Canadian Driftwood

The War on Terra prisoner Omar Khadr has entered into a plea deal that may find him breathing free air in a little over a year.

Under what are believed to be the terms of the plea bargain, Khadr, after an additional year in American stir, could apply to his native Canada to have the remainder of his eight-year sentence served in that country. Once under Canadian authority, that government could, if it liked, free him. Canada, unlike the United States, is not in the business of prosecuting and imprisoning child soldiers. Khadr was 15 when he entered the War on Terra gulag. He has already spent eight years there. He is today 24.

On Monday, Khadr admitted before a military commission that he had thrown a grenade that killed an American soldier in Afghanistan, and that he had planted roadside bombs in that country for Al Qaeda. A panel of seven military officers will decide on his sentence, but under the terms of the plea agreement that sentence cannot be greater than the eight years therein agreed upon.

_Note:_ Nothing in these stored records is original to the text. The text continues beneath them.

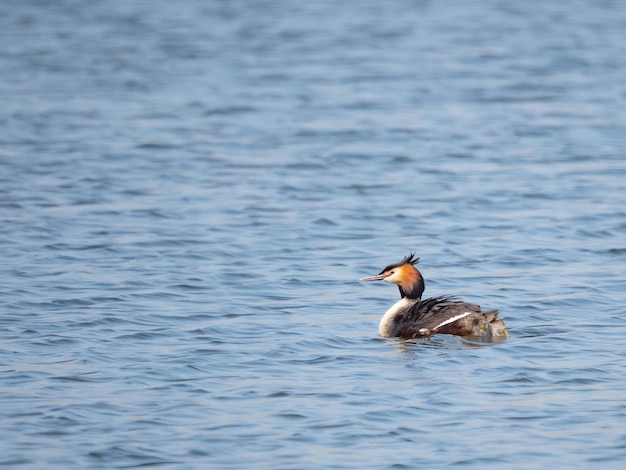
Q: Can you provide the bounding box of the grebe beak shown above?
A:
[359,274,389,282]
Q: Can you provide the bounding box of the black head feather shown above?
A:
[379,253,420,274]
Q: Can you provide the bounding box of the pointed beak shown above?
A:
[359,274,387,282]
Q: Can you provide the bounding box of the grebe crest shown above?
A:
[360,253,508,341]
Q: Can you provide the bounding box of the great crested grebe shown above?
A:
[359,253,509,341]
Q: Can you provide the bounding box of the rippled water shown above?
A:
[0,0,626,469]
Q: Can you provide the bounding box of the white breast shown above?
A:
[378,297,419,338]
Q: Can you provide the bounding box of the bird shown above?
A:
[359,253,509,341]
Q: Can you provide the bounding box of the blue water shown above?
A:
[0,0,626,470]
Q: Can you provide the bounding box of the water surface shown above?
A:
[0,0,626,469]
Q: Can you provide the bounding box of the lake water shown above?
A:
[0,0,626,470]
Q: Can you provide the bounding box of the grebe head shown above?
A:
[359,253,424,299]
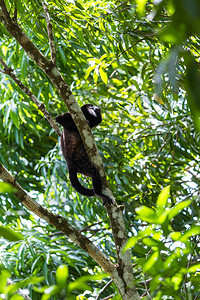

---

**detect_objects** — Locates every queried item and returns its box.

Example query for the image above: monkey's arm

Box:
[69,169,95,197]
[56,113,77,130]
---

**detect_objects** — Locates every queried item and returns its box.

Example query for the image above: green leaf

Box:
[99,67,108,84]
[156,185,170,212]
[0,226,24,242]
[135,205,157,223]
[169,200,192,220]
[136,0,147,16]
[56,265,69,289]
[0,182,16,193]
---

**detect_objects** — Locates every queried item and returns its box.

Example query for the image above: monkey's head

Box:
[56,104,102,131]
[81,104,102,128]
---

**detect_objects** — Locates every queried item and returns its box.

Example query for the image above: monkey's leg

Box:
[69,169,95,197]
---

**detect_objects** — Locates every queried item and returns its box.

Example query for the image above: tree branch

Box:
[0,0,140,300]
[0,164,115,274]
[41,0,56,65]
[0,57,61,136]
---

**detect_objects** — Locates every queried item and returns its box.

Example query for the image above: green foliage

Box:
[124,187,200,299]
[0,0,200,300]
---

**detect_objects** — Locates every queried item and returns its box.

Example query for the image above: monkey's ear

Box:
[56,113,74,128]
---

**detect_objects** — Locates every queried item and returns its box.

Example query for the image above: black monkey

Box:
[56,104,112,203]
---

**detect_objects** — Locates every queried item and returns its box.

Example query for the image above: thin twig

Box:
[95,279,113,300]
[79,221,102,232]
[0,57,61,136]
[41,0,56,65]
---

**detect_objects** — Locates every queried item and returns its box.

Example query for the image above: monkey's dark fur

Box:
[56,104,112,203]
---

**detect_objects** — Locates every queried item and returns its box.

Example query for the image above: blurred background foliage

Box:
[0,0,200,299]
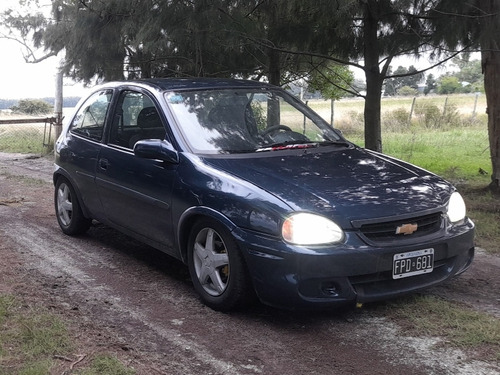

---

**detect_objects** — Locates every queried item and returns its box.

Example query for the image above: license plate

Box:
[392,249,434,279]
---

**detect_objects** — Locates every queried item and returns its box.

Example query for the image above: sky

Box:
[0,0,87,99]
[0,0,474,99]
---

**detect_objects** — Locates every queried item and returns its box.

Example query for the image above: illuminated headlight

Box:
[281,212,344,245]
[447,192,465,223]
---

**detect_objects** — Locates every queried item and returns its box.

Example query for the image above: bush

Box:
[381,108,410,131]
[415,102,441,128]
[398,86,418,96]
[10,99,52,115]
[334,111,365,135]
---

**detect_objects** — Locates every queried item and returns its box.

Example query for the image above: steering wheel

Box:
[262,125,292,135]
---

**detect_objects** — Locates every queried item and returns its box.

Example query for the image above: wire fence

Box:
[0,116,57,155]
[307,93,486,132]
[0,94,486,155]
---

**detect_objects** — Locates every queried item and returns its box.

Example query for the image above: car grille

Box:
[360,212,442,241]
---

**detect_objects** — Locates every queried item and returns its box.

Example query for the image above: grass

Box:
[0,295,135,375]
[378,295,500,361]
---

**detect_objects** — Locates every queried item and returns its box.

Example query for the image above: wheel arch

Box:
[52,168,91,219]
[177,206,237,263]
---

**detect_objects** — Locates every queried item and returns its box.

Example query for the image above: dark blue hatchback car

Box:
[54,79,474,310]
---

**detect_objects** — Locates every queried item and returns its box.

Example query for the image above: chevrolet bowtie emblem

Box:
[396,224,418,236]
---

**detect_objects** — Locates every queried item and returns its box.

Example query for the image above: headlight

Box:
[281,212,344,245]
[447,192,465,223]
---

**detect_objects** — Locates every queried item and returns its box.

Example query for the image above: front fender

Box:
[177,206,237,263]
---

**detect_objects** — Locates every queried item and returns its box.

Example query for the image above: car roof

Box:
[99,78,275,91]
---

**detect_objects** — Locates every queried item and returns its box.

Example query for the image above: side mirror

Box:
[134,139,179,164]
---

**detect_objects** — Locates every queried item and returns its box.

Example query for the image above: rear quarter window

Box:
[70,90,113,141]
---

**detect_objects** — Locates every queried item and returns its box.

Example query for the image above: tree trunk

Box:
[364,1,383,152]
[478,0,500,192]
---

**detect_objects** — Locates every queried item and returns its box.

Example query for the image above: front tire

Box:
[188,219,253,311]
[54,177,92,236]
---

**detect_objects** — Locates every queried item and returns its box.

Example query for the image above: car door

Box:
[60,89,113,218]
[96,90,177,252]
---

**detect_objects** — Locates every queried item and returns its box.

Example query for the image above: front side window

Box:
[109,91,165,149]
[166,89,340,154]
[70,90,113,141]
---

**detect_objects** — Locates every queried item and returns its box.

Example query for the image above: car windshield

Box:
[166,88,345,154]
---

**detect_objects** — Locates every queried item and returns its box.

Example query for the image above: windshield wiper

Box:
[255,140,351,152]
[255,141,319,152]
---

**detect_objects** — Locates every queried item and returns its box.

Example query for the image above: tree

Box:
[307,63,355,100]
[433,0,500,192]
[270,0,468,151]
[477,0,500,192]
[0,0,478,155]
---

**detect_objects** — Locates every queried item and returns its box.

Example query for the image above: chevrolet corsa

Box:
[54,79,474,311]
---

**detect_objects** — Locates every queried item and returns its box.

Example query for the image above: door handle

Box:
[99,159,109,170]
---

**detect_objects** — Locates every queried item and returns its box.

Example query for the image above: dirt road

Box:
[0,153,500,375]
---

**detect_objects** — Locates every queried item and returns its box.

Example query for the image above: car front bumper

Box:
[234,220,474,309]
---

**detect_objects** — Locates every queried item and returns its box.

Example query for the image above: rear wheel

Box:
[54,177,92,235]
[188,219,253,311]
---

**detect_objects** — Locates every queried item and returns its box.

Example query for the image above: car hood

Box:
[205,147,452,227]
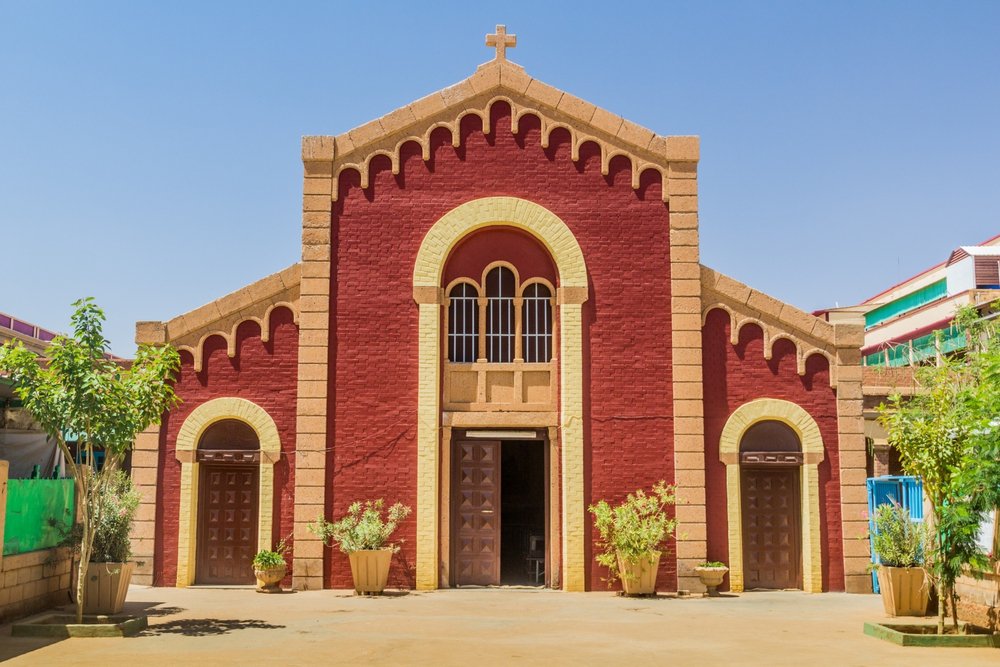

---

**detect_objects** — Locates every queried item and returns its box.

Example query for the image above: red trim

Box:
[861,234,1000,304]
[861,317,954,354]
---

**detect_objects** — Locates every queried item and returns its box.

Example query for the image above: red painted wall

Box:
[325,103,676,590]
[702,309,844,591]
[153,308,299,586]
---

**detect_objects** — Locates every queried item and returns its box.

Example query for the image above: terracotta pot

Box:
[878,565,930,616]
[348,549,392,594]
[83,563,135,615]
[694,566,729,597]
[253,564,288,593]
[618,551,660,595]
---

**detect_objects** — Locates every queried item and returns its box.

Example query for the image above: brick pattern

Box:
[293,137,335,590]
[667,163,707,592]
[0,549,73,624]
[153,308,299,586]
[326,103,680,590]
[702,308,848,591]
[834,324,872,593]
[132,424,160,586]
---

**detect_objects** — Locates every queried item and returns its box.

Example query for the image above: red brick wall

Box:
[153,308,299,586]
[441,227,558,286]
[703,309,844,591]
[325,103,676,589]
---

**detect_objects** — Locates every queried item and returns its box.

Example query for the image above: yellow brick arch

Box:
[413,197,587,287]
[719,398,825,593]
[413,197,588,591]
[175,396,281,586]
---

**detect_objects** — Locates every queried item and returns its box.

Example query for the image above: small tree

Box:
[0,298,180,622]
[879,308,1000,634]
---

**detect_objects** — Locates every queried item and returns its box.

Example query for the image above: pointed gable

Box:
[302,59,699,205]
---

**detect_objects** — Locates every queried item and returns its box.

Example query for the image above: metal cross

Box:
[486,25,517,60]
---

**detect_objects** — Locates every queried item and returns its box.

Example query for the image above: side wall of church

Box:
[153,308,299,586]
[324,103,676,590]
[703,309,844,591]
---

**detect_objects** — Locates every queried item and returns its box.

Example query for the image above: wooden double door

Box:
[195,463,260,585]
[740,466,802,590]
[450,439,548,586]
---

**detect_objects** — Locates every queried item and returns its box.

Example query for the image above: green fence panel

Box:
[3,479,74,556]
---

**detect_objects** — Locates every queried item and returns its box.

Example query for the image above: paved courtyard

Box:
[0,586,1000,667]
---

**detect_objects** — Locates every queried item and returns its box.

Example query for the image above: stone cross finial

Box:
[486,25,517,60]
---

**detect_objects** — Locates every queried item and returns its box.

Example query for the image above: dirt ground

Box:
[0,586,1000,667]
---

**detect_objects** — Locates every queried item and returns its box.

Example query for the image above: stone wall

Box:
[955,573,1000,632]
[0,549,73,623]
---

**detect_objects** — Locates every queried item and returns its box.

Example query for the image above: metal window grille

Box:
[448,283,479,364]
[486,266,516,363]
[521,283,552,363]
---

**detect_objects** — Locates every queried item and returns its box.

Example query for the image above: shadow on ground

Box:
[136,618,285,637]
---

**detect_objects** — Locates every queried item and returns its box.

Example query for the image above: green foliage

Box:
[90,470,141,563]
[253,536,290,570]
[309,498,411,554]
[587,480,677,586]
[879,307,1000,633]
[872,504,927,567]
[0,298,180,622]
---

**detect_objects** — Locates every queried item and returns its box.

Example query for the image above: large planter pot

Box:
[348,549,392,595]
[878,565,930,616]
[83,563,135,614]
[253,564,288,593]
[694,566,729,597]
[618,551,660,595]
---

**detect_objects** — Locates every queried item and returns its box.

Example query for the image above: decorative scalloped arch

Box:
[413,197,588,591]
[175,397,281,586]
[177,301,299,373]
[701,303,837,387]
[332,95,669,202]
[719,398,826,593]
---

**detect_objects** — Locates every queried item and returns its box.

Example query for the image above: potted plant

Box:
[252,538,288,593]
[309,498,410,595]
[694,560,729,597]
[588,481,677,595]
[83,470,140,615]
[872,504,930,616]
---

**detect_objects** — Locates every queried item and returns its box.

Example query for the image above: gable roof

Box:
[302,60,699,201]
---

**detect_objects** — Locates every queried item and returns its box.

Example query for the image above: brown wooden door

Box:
[741,466,802,589]
[195,463,260,584]
[452,440,500,586]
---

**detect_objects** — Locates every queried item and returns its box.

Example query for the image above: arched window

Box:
[521,283,552,363]
[486,266,517,363]
[198,419,260,451]
[448,283,479,364]
[740,419,802,454]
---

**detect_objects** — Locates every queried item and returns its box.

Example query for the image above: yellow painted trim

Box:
[176,397,281,586]
[413,197,587,590]
[719,398,825,593]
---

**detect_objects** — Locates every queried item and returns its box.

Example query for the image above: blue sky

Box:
[0,0,1000,354]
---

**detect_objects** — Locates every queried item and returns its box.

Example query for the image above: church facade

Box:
[133,29,870,592]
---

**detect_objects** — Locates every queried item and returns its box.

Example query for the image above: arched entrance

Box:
[195,419,260,585]
[719,398,825,593]
[175,397,281,586]
[740,420,802,588]
[413,197,588,590]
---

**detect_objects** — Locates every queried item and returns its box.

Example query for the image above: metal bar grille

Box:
[521,283,552,363]
[448,283,479,364]
[486,266,515,363]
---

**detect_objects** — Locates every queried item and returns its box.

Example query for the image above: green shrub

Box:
[309,498,411,554]
[90,470,141,563]
[587,481,677,586]
[872,504,927,567]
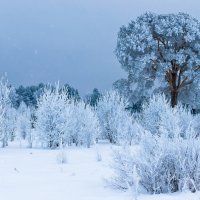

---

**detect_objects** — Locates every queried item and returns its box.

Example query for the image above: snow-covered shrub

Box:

The plea deal spares Khadr the prospect of a life sentence, and the Obama administration the embarrassment of trying a child as its first War on Terra prisoner dragged before its revamped military commissions . . . as well as the near-certainty that any conviction would be thrown out bodily by one or more blistering appellate-court decisions, that would employ language so excoriating that anyone even tangentially connected with Khadr’s prosecution would be compelled to hide, for some months, under a bed, in shame.

I have never understood the Khadr prosecution. The guy’s premier sin was that he threw a grenade that killed an American soldier. Sounds like a routine act of war to me. Planting roadside bombs is likewise an act of war. A guy just down the street here did that against the Germans in World War II.

But BushCo apparently decided that Khadr didn’t belong in Afghanistan, because he was from Canada; he was, therefore, “an enemy combatant.” Fair enough—so long as it is equally recognized that the solder he killed was likewise “an enemy combatant,” for that soldier was from America. If a Canadian had no business waging war in Afghanistan, then neither did an American.

Of course, BushCo didn’t see it that way.

Philip Alston, NYU law professor and United Nations Special Rapporteur on Extrajudicial, Summary or Arbitrary Executions, also doesn’t much hold with the notion that Khadr committed “homicide in violation of the law of war” . . . and notes that if he did, then so too have CIA agents and military contractors.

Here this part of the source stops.